Defense holds Wake Forest, avoids repeat of earlier game

WINSTON-SALEM - The scene looked eerily familiar to the Duke defense: Groves Stadium, an ACC victory almost within grasp and all that needed to be done was stopping Brian Kuklick and the Wake Forest passing attack.

Fred Goldsmith remembers, defensive stalwart Chris Combs remembers-neither cherished that memory.

"[The Wake game two years ago] was very impressed on my mind," Goldsmith said. "When we lost, it really knocked us for a loop and it took a long time to get things right since then."

Two years ago in the same stadium, the Blue Devils held a comfortable 16-3 lead against Wake Forest entering the fourth quarter, but Kuklick led the Demon Deacons on touchdown marches of 69 and 89 yards in the final period to give Wake a 17-16 win and drive in the penultimate nail in Duke's 0-11 campaign of 1996.

Skip forward two years, and Duke again has Wake in the corner. Duke clung to a 19-16 lead when the Deacons began their final possession at their own 19 with 1:48 on the clock and no timeouts.

Only this time, Duke delivered the knockout punch.

"I said to everybody [before Wake's final possession], 'It's not going to happen this time,'" Combs said. '"We're not going to let this happen, we have to go out there and make plays.' Everybody responded well and we stopped them."

Indeed, Wake Forest needed 81 yards for the go-ahead touchdown and probably about 50 yards to get into reasonable range for kicker Matthew Burdick.

The Deacons got all of 11 yards.

On the drive's first play, Kuklick was pressured out of the pocket and forced to scramble, but he didn't get far before Duke linebacker Lyle Burdine met him and caused Kuklick to fumble. Although guard Sam Settar fell on the fumble and Kuklick threw for a first down on the next play, it wasn't long before the Duke swarm got to Kuklick again.

Combs put a quick inside move on his blocker on the ensuing first-down play and pounced on Kuklick for a nine yard loss-Duke's fourth sack of the game.

"We had a tenacious pass rush all night long," Goldsmith said. "We mixed it up, between blitzing, bluffing blitzing.

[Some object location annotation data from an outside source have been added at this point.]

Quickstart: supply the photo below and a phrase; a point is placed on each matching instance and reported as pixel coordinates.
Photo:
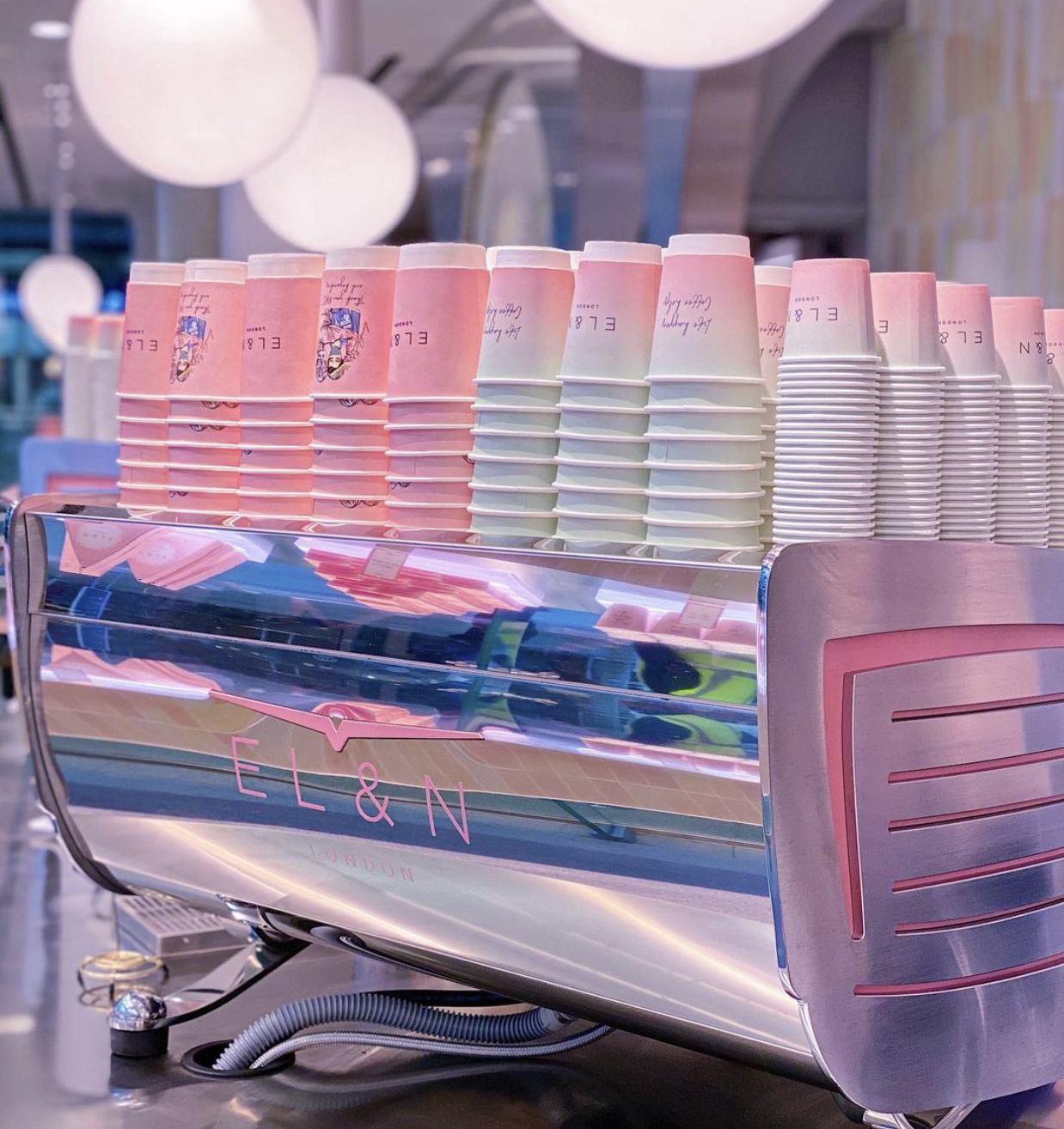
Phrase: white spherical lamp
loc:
(682, 34)
(53, 290)
(194, 93)
(348, 175)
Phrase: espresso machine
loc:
(800, 812)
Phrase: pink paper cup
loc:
(201, 500)
(144, 408)
(151, 301)
(337, 432)
(966, 330)
(280, 324)
(452, 491)
(355, 320)
(829, 313)
(276, 459)
(416, 438)
(180, 434)
(427, 516)
(197, 478)
(356, 508)
(351, 460)
(706, 317)
(141, 497)
(143, 474)
(906, 311)
(351, 485)
(437, 320)
(369, 406)
(143, 452)
(205, 454)
(276, 435)
(442, 410)
(1020, 341)
(430, 466)
(141, 430)
(275, 503)
(284, 481)
(208, 411)
(205, 362)
(295, 410)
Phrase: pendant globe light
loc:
(196, 93)
(682, 34)
(348, 175)
(53, 290)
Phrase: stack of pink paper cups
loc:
(773, 292)
(147, 348)
(104, 363)
(351, 378)
(705, 405)
(517, 391)
(1055, 357)
(202, 431)
(280, 344)
(602, 445)
(1023, 500)
(77, 388)
(828, 412)
(969, 444)
(908, 480)
(437, 322)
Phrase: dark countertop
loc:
(57, 1071)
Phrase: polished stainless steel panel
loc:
(910, 726)
(530, 772)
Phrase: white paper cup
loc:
(621, 475)
(679, 421)
(518, 499)
(513, 393)
(503, 523)
(830, 309)
(498, 418)
(589, 449)
(698, 392)
(680, 449)
(704, 534)
(514, 472)
(600, 528)
(1020, 341)
(700, 480)
(513, 445)
(601, 500)
(617, 423)
(669, 507)
(601, 392)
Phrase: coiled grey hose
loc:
(382, 1010)
(430, 1046)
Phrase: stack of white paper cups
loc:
(1055, 357)
(773, 294)
(828, 411)
(969, 444)
(602, 445)
(705, 403)
(517, 392)
(437, 320)
(1023, 500)
(908, 479)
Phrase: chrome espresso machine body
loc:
(808, 815)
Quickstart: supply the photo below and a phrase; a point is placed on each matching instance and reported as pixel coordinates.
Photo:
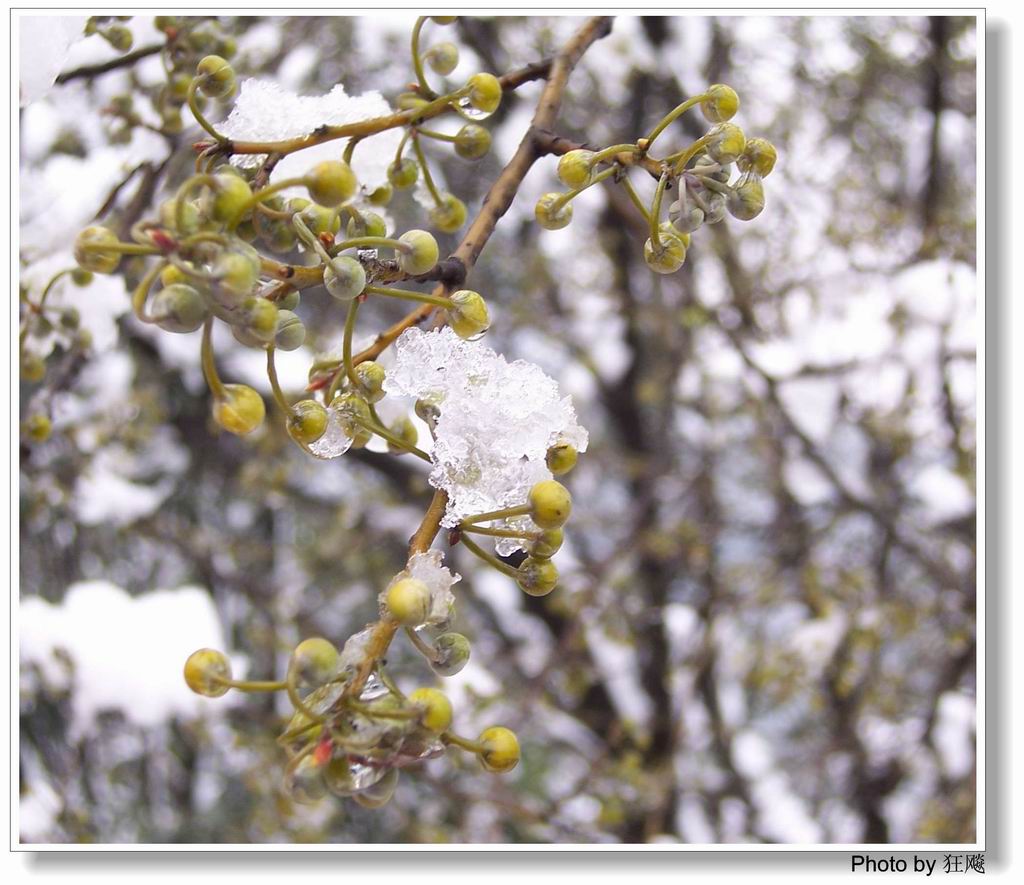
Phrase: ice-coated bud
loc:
(179, 307)
(748, 199)
(408, 601)
(550, 504)
(537, 577)
(574, 168)
(331, 182)
(452, 650)
(468, 314)
(313, 662)
(422, 255)
(472, 141)
(550, 215)
(721, 104)
(216, 77)
(344, 278)
(291, 331)
(307, 421)
(726, 142)
(205, 672)
(759, 156)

But you get that kind of pressure from [so many] guys, and that was the difference between this year's team and [past years].

"This is the first time we've had any depth on our defensive front since I've been at Duke. And we're able to keep bringing in very good players to rush the passer. Two years ago, we just gave out down here versus Kuklick, and I think we did last year."

The Duke defense had spent the last two weeks chasing two of the most athletic quarterbacks in the nation in Virginia's Aaron Brooks and Georgia Tech's Joe Hamilton. One could only imagine that a relatively immobile drop-back passer like Kuklick must have looked like he was wearing cement shoes to the Duke pass rush.

"We do some different things to try to contain the scramblers, but with Kuklick, we knew eventually we could get to him," Combs said. "We just had to play each play as hard as the one before, and just try to get off the blocks and get to him, hit him or whatever we have to do to disrupt the ball. But we got to him a few times tonight."

It was only fitting that the game's final meaningful play ended with Kuklick looking up at the Winston-Salem sky. On a fourth and four, tackle Nate Krill put a bull-rush on his blocker, leap-frogged over him and landed squarely on Kuklick. The sack capped a stellar defensive performance made even more amazing by the absence of senior nose tackle Eric Scanlan, who sat out with a bruised shoulder.

"Mike Steinbaugh did a tremendous job tonight [replacing Scanlan]," Combs said. "He's got some great ability, and he's shown that the past two years, but for him to finally come out here and start a game when we needed it and play the way he did-it was great for us."

Snapping the 21-game ACC losing streak, exorcising the ghosts of past failures and finding the defense that disappeared last weekend-it was great indeed.